Abstract

Proliferation of communication-intensive real-time applications with elastic timeliness constraints such as streaming stored video, requires a new design for end-host communication subsystems. The design should (i) provide per-flow or per-service-class guarantees, (ii) maximize the aggregate utility of the communication service across all clients, (iii) gracefully adapt to transient overload, and (iv) avoid, if possible, starving lower-priority service classes during the period of sustained overload. The authors propose a QoS-optimization algorithm and communication subsystem architecture that satisfy the above requirements. It provides each client its contracted QoS, while adapting gracefully to transient overload and resource shortage. A new concept of flexible QoS contract is introduced, specifying multiple acceptable levels of service (or QoS levels for short) and their corresponding rewards for each client.
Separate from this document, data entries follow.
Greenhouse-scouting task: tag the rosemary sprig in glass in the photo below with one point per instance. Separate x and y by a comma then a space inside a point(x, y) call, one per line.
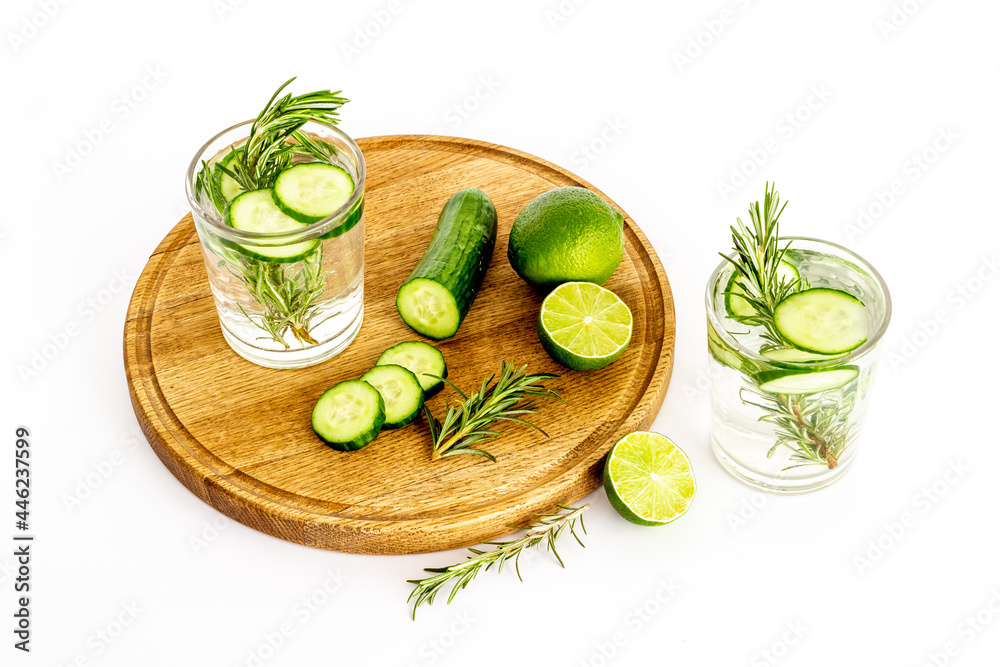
point(547, 529)
point(757, 258)
point(466, 423)
point(287, 294)
point(814, 427)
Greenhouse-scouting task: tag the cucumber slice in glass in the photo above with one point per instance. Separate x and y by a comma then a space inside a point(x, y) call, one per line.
point(255, 211)
point(738, 307)
point(312, 191)
point(822, 320)
point(401, 392)
point(795, 355)
point(805, 382)
point(422, 359)
point(349, 415)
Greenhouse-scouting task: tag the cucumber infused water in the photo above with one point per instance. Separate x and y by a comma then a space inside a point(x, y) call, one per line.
point(791, 378)
point(278, 204)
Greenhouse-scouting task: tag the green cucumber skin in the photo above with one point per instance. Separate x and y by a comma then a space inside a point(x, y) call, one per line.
point(460, 249)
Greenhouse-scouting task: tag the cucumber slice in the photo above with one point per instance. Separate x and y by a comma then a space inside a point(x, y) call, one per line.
point(738, 307)
point(422, 359)
point(805, 382)
point(349, 415)
point(401, 392)
point(795, 355)
point(255, 211)
point(312, 191)
point(822, 320)
point(429, 308)
point(437, 295)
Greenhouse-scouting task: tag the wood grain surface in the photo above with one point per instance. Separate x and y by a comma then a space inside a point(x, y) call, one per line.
point(238, 436)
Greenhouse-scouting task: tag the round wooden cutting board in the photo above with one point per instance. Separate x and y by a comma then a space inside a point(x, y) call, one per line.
point(238, 436)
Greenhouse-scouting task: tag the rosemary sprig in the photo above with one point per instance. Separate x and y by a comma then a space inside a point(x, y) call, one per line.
point(287, 297)
point(267, 150)
point(547, 529)
point(816, 428)
point(465, 424)
point(757, 258)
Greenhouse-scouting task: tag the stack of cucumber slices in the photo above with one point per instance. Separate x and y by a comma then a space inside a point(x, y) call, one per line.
point(351, 414)
point(302, 194)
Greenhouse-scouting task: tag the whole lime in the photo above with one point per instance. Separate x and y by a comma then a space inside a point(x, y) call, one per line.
point(566, 234)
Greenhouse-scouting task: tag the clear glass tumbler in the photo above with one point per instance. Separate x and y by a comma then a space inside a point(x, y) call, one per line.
point(308, 306)
point(804, 441)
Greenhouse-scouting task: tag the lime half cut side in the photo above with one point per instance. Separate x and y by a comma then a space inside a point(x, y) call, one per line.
point(649, 479)
point(584, 326)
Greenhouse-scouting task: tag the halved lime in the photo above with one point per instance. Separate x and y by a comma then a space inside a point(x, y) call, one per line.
point(584, 326)
point(648, 479)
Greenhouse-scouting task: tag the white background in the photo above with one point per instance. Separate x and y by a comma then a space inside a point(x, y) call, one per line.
point(885, 79)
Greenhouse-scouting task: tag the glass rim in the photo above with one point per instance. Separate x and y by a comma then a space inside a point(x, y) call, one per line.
point(862, 349)
point(311, 230)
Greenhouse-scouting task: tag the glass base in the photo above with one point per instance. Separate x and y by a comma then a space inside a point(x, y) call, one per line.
point(779, 485)
point(285, 359)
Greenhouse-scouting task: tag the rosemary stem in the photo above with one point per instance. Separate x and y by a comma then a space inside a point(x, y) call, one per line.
point(822, 447)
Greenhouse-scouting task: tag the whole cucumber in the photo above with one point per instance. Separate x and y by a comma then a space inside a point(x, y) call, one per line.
point(436, 297)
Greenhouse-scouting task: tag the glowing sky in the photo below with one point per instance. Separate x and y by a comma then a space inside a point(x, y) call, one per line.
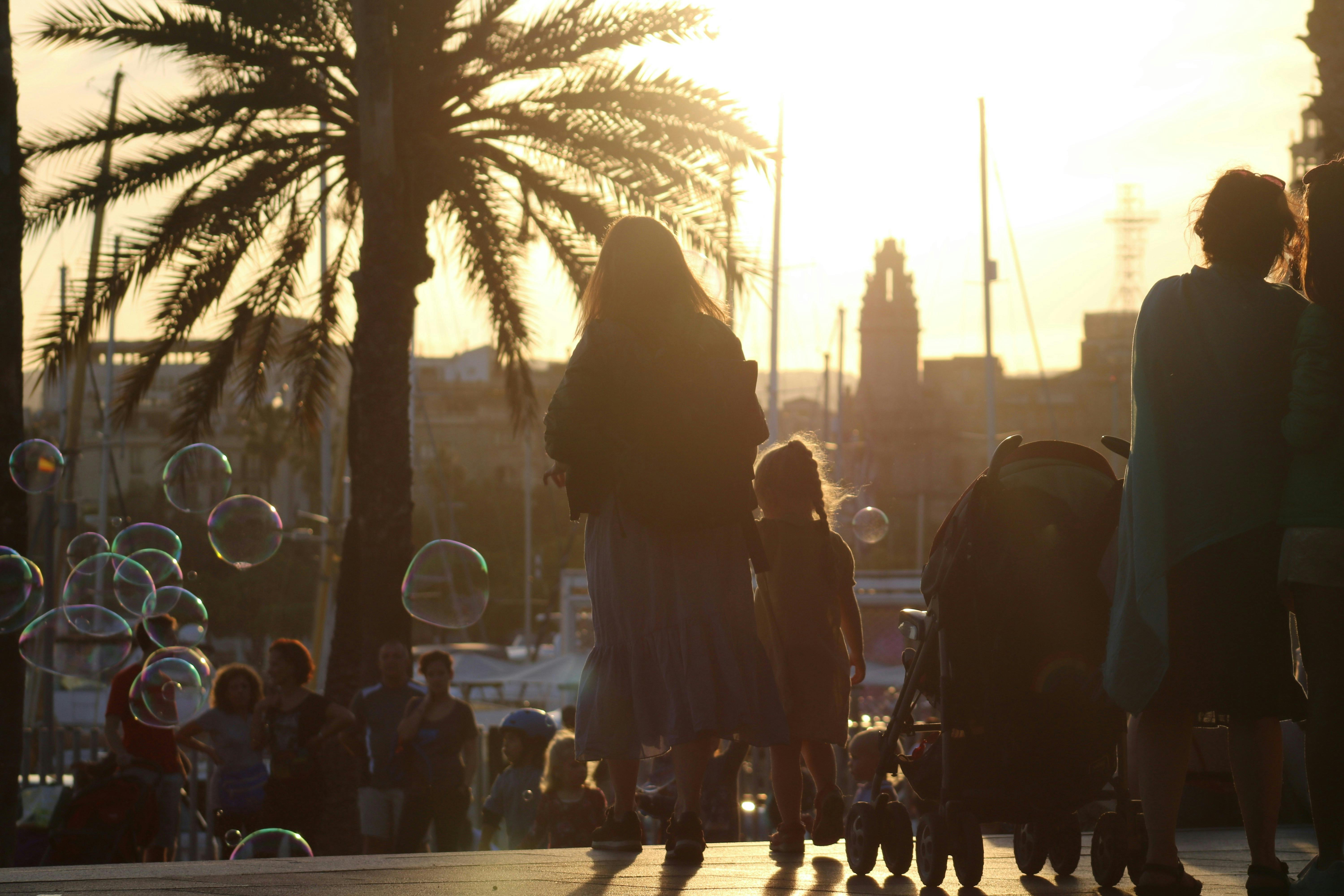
point(882, 142)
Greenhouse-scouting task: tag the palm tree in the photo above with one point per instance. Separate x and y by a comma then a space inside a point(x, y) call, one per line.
point(506, 129)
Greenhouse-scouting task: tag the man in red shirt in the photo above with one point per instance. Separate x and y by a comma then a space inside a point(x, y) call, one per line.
point(146, 753)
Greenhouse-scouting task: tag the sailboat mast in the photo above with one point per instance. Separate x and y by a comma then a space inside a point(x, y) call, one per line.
point(990, 276)
point(775, 287)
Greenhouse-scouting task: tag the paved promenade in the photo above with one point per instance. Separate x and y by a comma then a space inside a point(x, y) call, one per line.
point(1218, 856)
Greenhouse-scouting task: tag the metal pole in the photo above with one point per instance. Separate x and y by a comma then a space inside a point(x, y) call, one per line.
point(990, 273)
point(528, 538)
point(775, 285)
point(106, 461)
point(841, 405)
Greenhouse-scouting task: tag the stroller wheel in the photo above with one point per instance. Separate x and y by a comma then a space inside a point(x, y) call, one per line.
point(931, 851)
point(862, 838)
point(1111, 850)
point(898, 839)
point(1030, 847)
point(1066, 844)
point(968, 854)
point(1138, 847)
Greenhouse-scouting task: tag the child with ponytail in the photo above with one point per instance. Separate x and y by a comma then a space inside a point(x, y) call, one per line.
point(808, 621)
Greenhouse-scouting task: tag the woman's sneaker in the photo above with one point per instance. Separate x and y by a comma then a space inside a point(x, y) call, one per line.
point(686, 839)
point(622, 835)
point(830, 825)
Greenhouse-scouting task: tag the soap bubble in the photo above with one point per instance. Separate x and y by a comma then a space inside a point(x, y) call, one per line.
point(245, 531)
point(272, 843)
point(178, 620)
point(85, 546)
point(36, 465)
point(197, 479)
point(15, 585)
point(167, 692)
point(447, 585)
point(192, 656)
point(706, 271)
point(144, 536)
point(870, 526)
point(161, 566)
point(114, 582)
point(81, 643)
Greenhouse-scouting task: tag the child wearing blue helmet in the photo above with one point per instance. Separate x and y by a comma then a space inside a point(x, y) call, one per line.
point(514, 796)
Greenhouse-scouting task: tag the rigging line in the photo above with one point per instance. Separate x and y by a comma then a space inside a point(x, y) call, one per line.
point(1026, 304)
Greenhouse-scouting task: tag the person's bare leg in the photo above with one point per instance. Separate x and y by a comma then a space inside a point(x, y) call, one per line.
point(689, 765)
point(822, 764)
point(626, 773)
point(787, 781)
point(1257, 752)
point(1162, 754)
point(1320, 625)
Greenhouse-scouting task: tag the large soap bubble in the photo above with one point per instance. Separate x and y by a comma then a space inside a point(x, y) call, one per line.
point(15, 585)
point(178, 620)
point(84, 546)
point(36, 465)
point(245, 531)
point(197, 479)
point(167, 692)
point(447, 585)
point(870, 526)
point(114, 582)
point(161, 566)
point(192, 656)
point(147, 536)
point(272, 843)
point(81, 643)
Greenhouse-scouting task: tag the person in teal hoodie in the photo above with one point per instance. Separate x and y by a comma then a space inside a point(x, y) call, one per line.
point(1311, 567)
point(1197, 624)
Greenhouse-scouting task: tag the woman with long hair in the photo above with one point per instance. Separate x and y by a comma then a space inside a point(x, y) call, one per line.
point(1197, 624)
point(1311, 567)
point(654, 432)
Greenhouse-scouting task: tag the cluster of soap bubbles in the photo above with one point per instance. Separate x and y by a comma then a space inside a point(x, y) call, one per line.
point(447, 585)
point(136, 578)
point(870, 526)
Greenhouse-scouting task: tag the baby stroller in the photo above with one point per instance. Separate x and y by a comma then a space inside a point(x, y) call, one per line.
point(110, 820)
point(1009, 656)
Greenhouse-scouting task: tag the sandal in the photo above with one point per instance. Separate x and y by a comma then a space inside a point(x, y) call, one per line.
point(1182, 885)
point(1277, 875)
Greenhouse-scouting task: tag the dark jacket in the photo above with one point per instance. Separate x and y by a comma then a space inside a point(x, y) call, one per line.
point(1315, 422)
point(605, 397)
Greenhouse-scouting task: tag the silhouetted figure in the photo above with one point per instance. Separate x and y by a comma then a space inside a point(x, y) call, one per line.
point(808, 621)
point(1312, 561)
point(1197, 624)
point(654, 431)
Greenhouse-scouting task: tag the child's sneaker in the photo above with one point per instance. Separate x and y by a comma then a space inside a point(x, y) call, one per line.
point(686, 839)
point(623, 835)
point(830, 825)
point(788, 840)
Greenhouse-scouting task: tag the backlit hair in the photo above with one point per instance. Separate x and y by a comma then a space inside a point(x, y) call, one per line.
point(557, 756)
point(225, 680)
point(1323, 252)
point(791, 473)
point(642, 279)
point(1249, 221)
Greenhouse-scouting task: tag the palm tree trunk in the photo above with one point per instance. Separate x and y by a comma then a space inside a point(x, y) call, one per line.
point(378, 538)
point(14, 504)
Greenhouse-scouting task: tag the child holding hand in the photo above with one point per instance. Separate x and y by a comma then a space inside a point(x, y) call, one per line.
point(808, 622)
point(571, 807)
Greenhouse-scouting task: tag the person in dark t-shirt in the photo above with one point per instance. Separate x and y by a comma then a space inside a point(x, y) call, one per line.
point(439, 738)
point(292, 723)
point(373, 738)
Allowing clients to specify multiple QoS levels permits the server to perform QoS-optimization and degrade client's QoS under transient overload predictable, as specified in the QoS contract. Clients receive a money-back guarantee if the contracted QoS is violated by the server. The proposed resource-management mechanism maximizes server's total reward under resource constraints. They implemented and evaluated the architecture on a Pentium-based PC platform running under The Open Group (TOG) MK7.2 kernel, demonstrating the capability of the communication subsystem in meeting its design goals.